Key Risk: A renewed oil/political shock that hits global risk appetite and forces a broad selloff in cyclicals and tech.

Japan 10Y JGBs

Sell Japan 10-year government bond exposure (e.g., iShares 7-10 Year Treasury Bond ETF (IEF) as a proxy is imperfect; better use a JGB 10Y ETF if available). Even with cheaper crude, the article shows Japan’s 10Y yield rising to 2.62% near recent highs—investors are still pricing global rate risk. If Fed hawkishness keeps Treasury yields firm, JGBs likely stay under pressure.

Key Risk: A clear global growth scare or dovish Fed turn that drives yields down and reverses the JGB selloff.

  • Oil slide steadies Asia stocks as US-Iran deal lowers energy risk.
  • Nikkei tops 71,000 as chip and AI stocks offset wider caution in Asia now
  • Fed rate-hike fears lift yields and keep dollar firm near 160 yen.

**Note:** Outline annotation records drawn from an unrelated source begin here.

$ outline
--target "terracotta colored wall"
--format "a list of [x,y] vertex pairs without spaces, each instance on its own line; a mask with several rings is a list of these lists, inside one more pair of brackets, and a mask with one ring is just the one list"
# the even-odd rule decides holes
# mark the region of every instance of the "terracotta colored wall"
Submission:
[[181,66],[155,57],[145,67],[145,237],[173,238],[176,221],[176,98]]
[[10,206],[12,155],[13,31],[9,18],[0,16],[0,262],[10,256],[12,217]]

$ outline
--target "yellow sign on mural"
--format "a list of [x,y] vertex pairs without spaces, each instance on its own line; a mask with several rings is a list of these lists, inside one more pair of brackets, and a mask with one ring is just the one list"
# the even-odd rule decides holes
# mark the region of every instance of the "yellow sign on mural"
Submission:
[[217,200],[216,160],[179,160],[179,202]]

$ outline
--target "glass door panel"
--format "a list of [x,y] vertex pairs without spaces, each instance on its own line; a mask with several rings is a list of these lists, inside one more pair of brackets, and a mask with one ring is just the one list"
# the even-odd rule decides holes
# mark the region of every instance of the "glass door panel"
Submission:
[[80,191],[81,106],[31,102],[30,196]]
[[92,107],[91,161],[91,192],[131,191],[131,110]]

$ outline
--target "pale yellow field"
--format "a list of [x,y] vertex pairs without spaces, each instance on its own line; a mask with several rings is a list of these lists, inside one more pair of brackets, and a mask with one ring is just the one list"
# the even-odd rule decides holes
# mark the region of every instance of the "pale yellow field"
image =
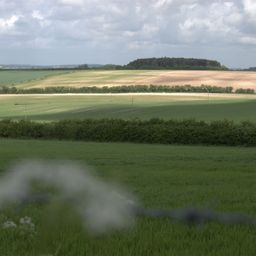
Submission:
[[53,86],[120,86],[120,85],[185,85],[232,86],[256,89],[256,72],[242,71],[77,71],[23,83],[19,87]]

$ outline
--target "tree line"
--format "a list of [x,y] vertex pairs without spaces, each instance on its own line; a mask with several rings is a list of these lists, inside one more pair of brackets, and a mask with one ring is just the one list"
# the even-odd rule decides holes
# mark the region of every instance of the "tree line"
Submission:
[[256,146],[256,123],[195,120],[0,121],[0,137],[96,142]]
[[122,86],[87,86],[87,87],[46,87],[20,89],[16,87],[2,86],[0,94],[52,94],[52,93],[173,93],[173,92],[195,92],[195,93],[239,93],[255,94],[253,89],[234,89],[233,87],[219,86],[191,86],[191,85],[122,85]]
[[218,61],[194,58],[147,58],[128,63],[127,69],[227,70]]

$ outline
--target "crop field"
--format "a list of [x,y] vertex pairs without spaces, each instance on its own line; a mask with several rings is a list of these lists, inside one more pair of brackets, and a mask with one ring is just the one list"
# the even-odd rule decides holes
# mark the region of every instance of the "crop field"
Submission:
[[40,82],[42,79],[46,79],[56,75],[66,74],[68,71],[59,70],[1,70],[0,71],[0,86],[17,86],[27,82]]
[[[26,71],[24,71],[26,72]],[[34,71],[32,71],[34,72]],[[50,71],[52,72],[52,71]],[[36,73],[35,73],[36,74]],[[11,75],[11,73],[10,73]],[[24,82],[24,78],[9,77],[9,83],[17,83],[17,79]],[[29,76],[33,73],[28,73]],[[24,73],[24,76],[27,75]],[[38,75],[35,75],[38,76]],[[18,77],[18,76],[17,76]],[[12,79],[14,81],[12,82]],[[0,73],[0,85],[5,82]],[[28,79],[30,80],[30,79]],[[6,82],[5,82],[6,83]],[[240,71],[167,71],[167,70],[115,70],[99,71],[86,70],[67,74],[59,74],[44,79],[24,82],[16,85],[19,88],[32,87],[83,87],[83,86],[119,86],[119,85],[197,85],[232,86],[234,88],[256,89],[256,72]]]
[[[124,186],[141,205],[207,207],[256,215],[256,149],[35,140],[0,140],[0,170],[19,159],[70,159]],[[72,207],[71,207],[72,209]],[[52,221],[46,218],[51,213]],[[32,218],[33,234],[0,229],[0,254],[34,255],[255,255],[256,230],[241,225],[187,226],[137,217],[127,230],[89,236],[64,205],[24,205],[0,221]],[[47,222],[48,220],[48,222]]]
[[[254,72],[146,70],[17,72],[16,74],[15,71],[6,71],[6,73],[1,71],[0,86],[14,85],[17,88],[31,88],[208,84],[256,89]],[[165,120],[196,119],[207,122],[225,119],[256,123],[255,110],[256,95],[245,94],[0,95],[0,120],[24,119],[51,122],[87,118],[126,120],[162,118]],[[21,122],[21,125],[24,125],[24,122]],[[111,125],[113,125],[112,121]],[[224,129],[226,131],[226,127]],[[250,140],[251,137],[248,134],[251,133],[247,132],[250,132],[251,128],[246,126],[246,129],[243,134]],[[13,131],[12,128],[10,130]],[[110,130],[112,132],[112,126]],[[157,136],[159,136],[158,131]],[[69,130],[66,132],[69,133]],[[199,130],[200,132],[202,131]],[[180,133],[184,136],[182,132]],[[4,128],[2,134],[6,135]],[[206,136],[208,134],[206,133]],[[132,136],[137,135],[133,134],[132,130]],[[237,134],[234,138],[236,136]],[[28,137],[22,135],[21,138]],[[29,175],[34,177],[33,175],[36,175],[34,173],[38,173],[36,165],[33,165],[35,170],[30,167],[32,168],[30,174],[28,169],[23,167],[16,172],[17,180],[21,179],[23,183],[19,184],[17,180],[10,182],[13,172],[9,167],[14,163],[24,159],[42,159],[47,163],[51,163],[52,160],[71,160],[72,163],[79,163],[85,169],[90,166],[93,178],[117,184],[118,188],[130,192],[142,207],[169,210],[195,207],[213,212],[242,213],[256,217],[255,154],[255,147],[166,146],[0,138],[0,255],[254,256],[256,229],[238,224],[188,225],[183,222],[172,222],[167,218],[134,216],[133,223],[127,229],[118,231],[110,229],[105,234],[92,234],[88,228],[90,223],[84,228],[85,219],[75,211],[76,207],[81,207],[80,203],[85,204],[84,195],[77,190],[79,187],[77,184],[81,183],[80,179],[75,177],[75,167],[66,173],[68,177],[66,186],[68,189],[75,187],[75,198],[67,194],[64,201],[59,200],[56,194],[58,195],[60,191],[54,190],[51,182],[46,184],[46,187],[41,187],[37,182],[30,183],[32,191],[53,192],[54,196],[47,203],[28,204],[25,201],[24,204],[17,202],[3,204],[3,198],[15,198],[15,193],[23,195],[26,191],[24,179]],[[45,168],[40,175],[49,181],[47,172]],[[53,168],[53,172],[51,176],[54,177],[53,182],[62,184],[63,179],[58,178],[60,177],[59,169]],[[6,174],[9,175],[5,176]],[[5,177],[7,178],[4,180]],[[3,180],[7,182],[4,183]],[[86,183],[84,187],[86,189],[90,184]],[[92,191],[94,190],[97,190],[97,187],[93,186]],[[108,192],[113,193],[111,190]],[[90,193],[90,197],[94,198],[95,195]],[[105,194],[108,195],[108,193]],[[120,200],[120,195],[118,196]],[[86,200],[88,204],[90,198]],[[100,197],[96,205],[92,205],[94,210],[89,215],[97,219],[97,225],[103,223],[99,216],[109,214],[107,210],[106,212],[97,210],[99,209],[97,204],[106,207],[111,202],[111,200],[102,200]],[[27,217],[24,218],[25,216]],[[116,219],[118,222],[118,215]]]
[[256,96],[223,94],[6,95],[0,119],[83,118],[256,121]]

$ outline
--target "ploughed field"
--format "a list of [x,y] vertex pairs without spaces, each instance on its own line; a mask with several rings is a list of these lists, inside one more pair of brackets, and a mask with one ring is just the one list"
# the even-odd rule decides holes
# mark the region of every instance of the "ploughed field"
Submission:
[[256,121],[256,96],[230,94],[2,95],[0,119],[84,118]]
[[[20,84],[19,84],[20,82]],[[120,85],[231,86],[256,89],[256,72],[183,70],[1,71],[0,85],[18,88]]]
[[0,86],[19,86],[21,83],[39,82],[41,79],[68,72],[61,70],[0,70]]
[[[0,140],[0,170],[19,159],[70,159],[135,194],[146,207],[206,207],[256,215],[255,148],[161,146]],[[28,216],[35,232],[0,229],[0,254],[19,255],[255,255],[255,227],[188,226],[136,218],[128,230],[89,236],[65,206],[10,206],[0,221]],[[53,221],[47,222],[51,213]]]

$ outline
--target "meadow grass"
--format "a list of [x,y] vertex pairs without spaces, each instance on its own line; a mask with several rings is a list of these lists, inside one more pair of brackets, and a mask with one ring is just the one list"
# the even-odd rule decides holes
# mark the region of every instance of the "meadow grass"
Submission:
[[[256,215],[256,149],[39,140],[0,140],[0,170],[21,159],[70,159],[133,192],[146,207],[210,207]],[[137,218],[98,237],[63,205],[8,208],[0,220],[32,217],[33,236],[0,229],[0,255],[255,255],[255,227],[187,226]],[[49,216],[51,216],[49,218]]]
[[85,118],[256,121],[255,98],[219,95],[22,95],[0,97],[0,119]]
[[19,88],[52,86],[197,85],[255,89],[256,74],[239,71],[187,70],[83,70],[29,81]]
[[27,82],[39,82],[41,79],[69,73],[66,70],[1,70],[0,86],[17,86]]

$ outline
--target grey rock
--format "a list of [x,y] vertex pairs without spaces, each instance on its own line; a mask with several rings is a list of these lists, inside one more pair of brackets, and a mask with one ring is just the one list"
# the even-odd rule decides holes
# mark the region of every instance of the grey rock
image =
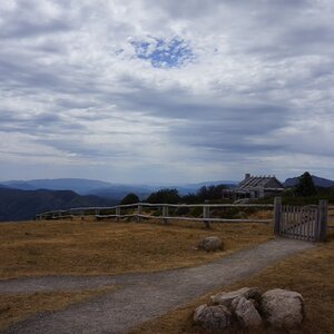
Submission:
[[223,250],[224,245],[219,237],[217,236],[208,236],[205,237],[198,245],[198,248],[205,249],[206,252],[216,252]]
[[195,310],[194,314],[195,324],[207,330],[225,330],[230,325],[230,312],[223,305],[203,304]]
[[262,295],[261,307],[273,327],[299,328],[304,318],[304,299],[297,292],[269,289]]
[[232,302],[232,308],[243,327],[259,327],[262,318],[254,304],[245,297],[236,297]]
[[244,297],[246,299],[255,299],[258,301],[261,298],[261,293],[256,287],[243,287],[237,291],[233,291],[229,293],[218,293],[212,296],[212,304],[214,305],[225,305],[227,307],[230,306],[230,303],[234,298]]

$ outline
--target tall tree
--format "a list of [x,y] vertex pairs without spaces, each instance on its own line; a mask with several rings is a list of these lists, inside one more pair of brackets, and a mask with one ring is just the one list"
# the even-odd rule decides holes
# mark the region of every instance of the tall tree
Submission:
[[295,194],[296,196],[312,196],[316,194],[315,185],[308,171],[299,176],[299,181],[295,187]]

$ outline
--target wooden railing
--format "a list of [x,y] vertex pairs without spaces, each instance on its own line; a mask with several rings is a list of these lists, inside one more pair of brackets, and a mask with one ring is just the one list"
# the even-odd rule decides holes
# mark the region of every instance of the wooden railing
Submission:
[[[202,208],[200,217],[190,216],[174,216],[170,215],[170,209],[178,208]],[[267,208],[273,209],[272,204],[149,204],[149,203],[137,203],[129,205],[116,205],[111,207],[78,207],[67,210],[52,210],[37,215],[37,219],[61,219],[71,218],[73,216],[87,216],[92,215],[98,220],[115,218],[120,220],[121,218],[135,218],[137,222],[141,219],[161,219],[165,224],[169,220],[191,220],[203,222],[206,227],[209,227],[210,223],[272,223],[273,219],[258,219],[258,218],[240,218],[240,219],[228,219],[228,218],[216,218],[210,217],[210,208]],[[160,215],[145,214],[145,209],[156,208],[159,209]],[[125,210],[132,209],[135,212],[125,213]]]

Asian markets were broadly steady on Thursday as investors looked past the formal signing of a US-Iran interim peace agreement and focused instead on what comes next for oil, rates and risk appetite.

The deal extends an April ceasefire by 60 days and aims to create room for a final truce, but it has not removed the political risk around enforcement.

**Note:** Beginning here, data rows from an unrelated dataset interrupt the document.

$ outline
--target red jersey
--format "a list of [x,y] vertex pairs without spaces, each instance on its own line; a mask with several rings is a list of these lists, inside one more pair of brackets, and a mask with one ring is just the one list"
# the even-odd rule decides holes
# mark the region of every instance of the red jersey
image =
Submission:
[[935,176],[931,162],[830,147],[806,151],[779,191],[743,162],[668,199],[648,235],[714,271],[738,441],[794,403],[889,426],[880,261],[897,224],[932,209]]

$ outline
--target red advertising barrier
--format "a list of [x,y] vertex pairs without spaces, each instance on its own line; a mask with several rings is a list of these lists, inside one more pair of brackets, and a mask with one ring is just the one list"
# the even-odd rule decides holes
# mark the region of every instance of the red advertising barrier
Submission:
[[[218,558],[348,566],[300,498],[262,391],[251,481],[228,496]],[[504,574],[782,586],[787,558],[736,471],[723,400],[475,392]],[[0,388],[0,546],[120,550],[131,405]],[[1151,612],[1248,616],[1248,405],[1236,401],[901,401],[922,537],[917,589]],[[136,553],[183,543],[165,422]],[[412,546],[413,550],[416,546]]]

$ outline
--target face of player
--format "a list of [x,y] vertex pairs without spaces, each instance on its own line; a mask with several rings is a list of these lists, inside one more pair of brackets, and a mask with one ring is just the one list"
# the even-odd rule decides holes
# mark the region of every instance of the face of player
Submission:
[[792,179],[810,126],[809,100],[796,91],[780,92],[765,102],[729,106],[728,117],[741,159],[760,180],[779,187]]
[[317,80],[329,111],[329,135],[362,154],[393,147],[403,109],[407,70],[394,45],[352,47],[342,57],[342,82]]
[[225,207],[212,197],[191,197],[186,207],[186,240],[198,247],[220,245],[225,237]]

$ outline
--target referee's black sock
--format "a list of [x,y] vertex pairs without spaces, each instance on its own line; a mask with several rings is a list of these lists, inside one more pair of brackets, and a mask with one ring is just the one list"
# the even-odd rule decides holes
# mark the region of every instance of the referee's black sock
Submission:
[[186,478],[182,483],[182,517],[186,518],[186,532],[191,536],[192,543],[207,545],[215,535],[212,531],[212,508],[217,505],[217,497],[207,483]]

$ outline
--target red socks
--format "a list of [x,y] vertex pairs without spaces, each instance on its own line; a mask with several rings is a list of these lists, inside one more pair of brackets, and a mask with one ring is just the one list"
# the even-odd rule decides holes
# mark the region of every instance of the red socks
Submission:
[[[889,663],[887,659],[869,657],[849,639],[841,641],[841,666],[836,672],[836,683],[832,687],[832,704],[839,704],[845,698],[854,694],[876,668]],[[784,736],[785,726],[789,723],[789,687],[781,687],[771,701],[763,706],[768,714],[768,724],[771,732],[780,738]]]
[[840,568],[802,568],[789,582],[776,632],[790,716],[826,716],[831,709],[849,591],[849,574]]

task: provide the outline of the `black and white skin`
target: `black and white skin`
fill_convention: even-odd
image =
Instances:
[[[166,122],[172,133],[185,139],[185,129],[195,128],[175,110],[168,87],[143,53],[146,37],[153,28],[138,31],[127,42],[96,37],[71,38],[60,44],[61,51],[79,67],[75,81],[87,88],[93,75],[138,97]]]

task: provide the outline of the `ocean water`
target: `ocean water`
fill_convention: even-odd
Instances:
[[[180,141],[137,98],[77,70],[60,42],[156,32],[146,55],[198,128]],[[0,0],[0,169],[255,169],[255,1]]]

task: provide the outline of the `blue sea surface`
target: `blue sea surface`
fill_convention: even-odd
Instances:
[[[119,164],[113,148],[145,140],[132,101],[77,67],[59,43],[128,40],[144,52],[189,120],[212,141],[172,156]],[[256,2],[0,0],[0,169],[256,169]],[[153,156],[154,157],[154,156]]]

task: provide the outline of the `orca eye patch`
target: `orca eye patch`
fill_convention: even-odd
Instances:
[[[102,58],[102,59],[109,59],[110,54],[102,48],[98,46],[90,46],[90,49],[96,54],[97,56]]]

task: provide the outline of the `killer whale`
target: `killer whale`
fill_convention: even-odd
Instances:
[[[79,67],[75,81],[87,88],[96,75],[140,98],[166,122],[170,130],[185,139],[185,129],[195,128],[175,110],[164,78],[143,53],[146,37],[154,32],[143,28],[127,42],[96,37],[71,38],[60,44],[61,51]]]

US President Donald Trump warned that attacks could resume if Tehran fails to meet its commitments.

That kept the mood cautious, even as cheaper crude offered relief to economies exposed to imported energy and helped limit deeper losses across regional equities.

Peace deal lowers oil risk, not political risk

The first market reaction was visible in crude.

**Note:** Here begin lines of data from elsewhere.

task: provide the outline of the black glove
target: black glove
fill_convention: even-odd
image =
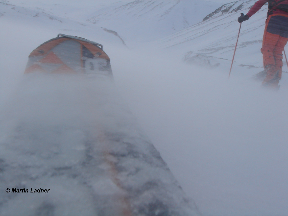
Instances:
[[[241,16],[238,17],[238,22],[239,23],[240,23],[243,22],[243,21],[245,21],[245,20],[248,20],[249,19],[249,17],[247,14],[245,14],[244,16]]]

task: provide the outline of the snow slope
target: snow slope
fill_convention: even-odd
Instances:
[[[79,6],[61,2],[61,10],[39,10],[54,12],[64,20],[63,16],[71,16],[57,13],[65,5]],[[103,4],[97,8],[105,12],[115,9],[105,9],[107,2],[95,2],[97,7]],[[89,15],[92,3],[88,3],[82,8]],[[148,43],[129,41],[126,35],[137,33],[119,22],[118,28],[126,31],[119,35],[126,44],[135,45],[130,49],[114,35],[98,31],[102,29],[97,27],[109,28],[105,20],[101,26],[79,21],[86,26],[72,24],[72,19],[65,20],[71,24],[44,16],[38,21],[24,14],[10,16],[15,13],[11,8],[1,9],[5,14],[0,17],[5,29],[0,35],[1,106],[17,85],[30,52],[59,31],[100,42],[111,59],[120,93],[203,215],[286,215],[288,77],[283,73],[277,92],[250,79],[262,69],[259,50],[266,6],[242,25],[228,79],[239,30],[236,20],[253,3],[229,3],[204,22]],[[117,20],[117,14],[111,14]],[[137,20],[129,21],[137,26]],[[155,33],[149,29],[148,37]],[[169,26],[167,31],[171,29]],[[185,59],[190,64],[183,64]]]
[[[225,4],[208,15],[203,22],[159,40],[157,45],[179,51],[179,54],[187,62],[210,66],[216,64],[218,66],[226,64],[225,69],[229,71],[239,27],[235,20],[240,12],[248,12],[254,3],[249,0]],[[262,70],[259,68],[263,67],[263,63],[259,50],[267,5],[244,22],[240,31],[234,65],[241,66],[242,70],[249,71],[250,74]],[[202,42],[204,41],[205,43]],[[249,71],[251,68],[254,69],[254,72]]]

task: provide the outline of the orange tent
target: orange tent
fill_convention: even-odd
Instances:
[[[33,50],[25,73],[101,74],[112,77],[110,59],[101,44],[82,37],[59,34]]]

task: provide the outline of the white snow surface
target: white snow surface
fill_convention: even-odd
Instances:
[[[251,79],[263,70],[267,5],[242,24],[228,79],[237,18],[254,1],[228,3],[203,22],[221,5],[116,1],[0,0],[1,110],[36,47],[59,33],[95,41],[119,94],[203,215],[288,215],[288,75],[277,92]],[[145,6],[153,2],[162,6]]]

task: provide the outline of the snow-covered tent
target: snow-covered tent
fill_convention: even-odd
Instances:
[[[64,72],[112,76],[110,59],[103,48],[100,43],[59,34],[32,52],[25,73]]]

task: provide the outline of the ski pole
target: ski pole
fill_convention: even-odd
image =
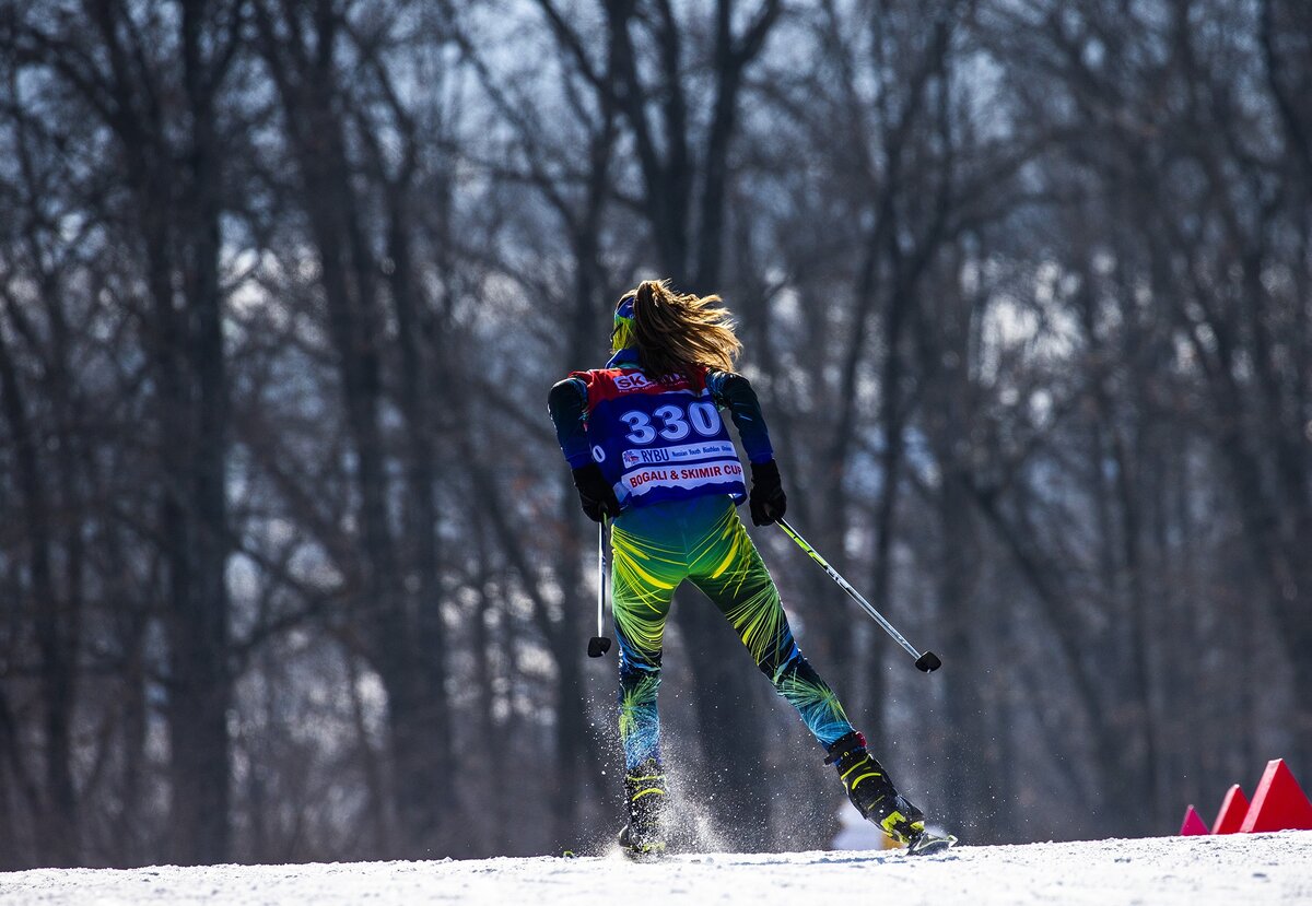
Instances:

Brent fell 1.4% to $78.41 a barrel, while US crude dropped 1.25% to $75.83 as traders priced in a lower chance of prolonged disruption through the Strait of Hormuz.

The agreement, now released by both governments, gives Washington and Tehran another 60 days to negotiate a lasting settlement.

It has calmed one of the biggest inflation shocks of the year, but investors are not treating it as a clean end to the conflict.

Asia holds steady as Japan stands out

MSCI’s broadest index of Asia-Pacific shares outside Japan was little changed, reflecting a market that wants confirmation before taking a stronger view.

Japan was the clear exception. The Nikkei pushed past 71,000 for the first time, powered by demand for semiconductor and artificial-intelligence shares.

South Korea’s Kospi added 0.9%, helped by the same chip-led optimism.

US S&P 500 futures also rose 0.81%, suggesting some bargain hunting after Wall Street’s overnight sell-off.

The region’s bond market was less relaxed. Japan’s 10-year government bond yield rose two basis points to 2.62%, close to its highest finish since June 16.

That move showed investors are still watching global rate risks, even as oil eases.

Fed message keeps dollar supported

Wall Street’s fall on Wednesday reflected a sharper repricing of US monetary policy.

The Dow lost 0.98%, the S&P 500 dropped 1.21% and the Nasdaq slid 1.34% after Fed Chair Kevin Warsh stressed the need to control inflation.

New projections showed nine of 19 policymakers now expect a rate increase later this year.

The shift pushed Treasury yields higher. The 10-year yield stood near 4.47%, while the two-year yield, more sensitive to Fed expectations, touched 4.1759%.

The dollar held firm near 160.65 yen after touching its strongest level since July 2024.

The Bank of England is also expected to hold rates on Thursday, putting the focus on policymakers’ tone rather than the decision. Spot gold was steady near $4,309 an ounce.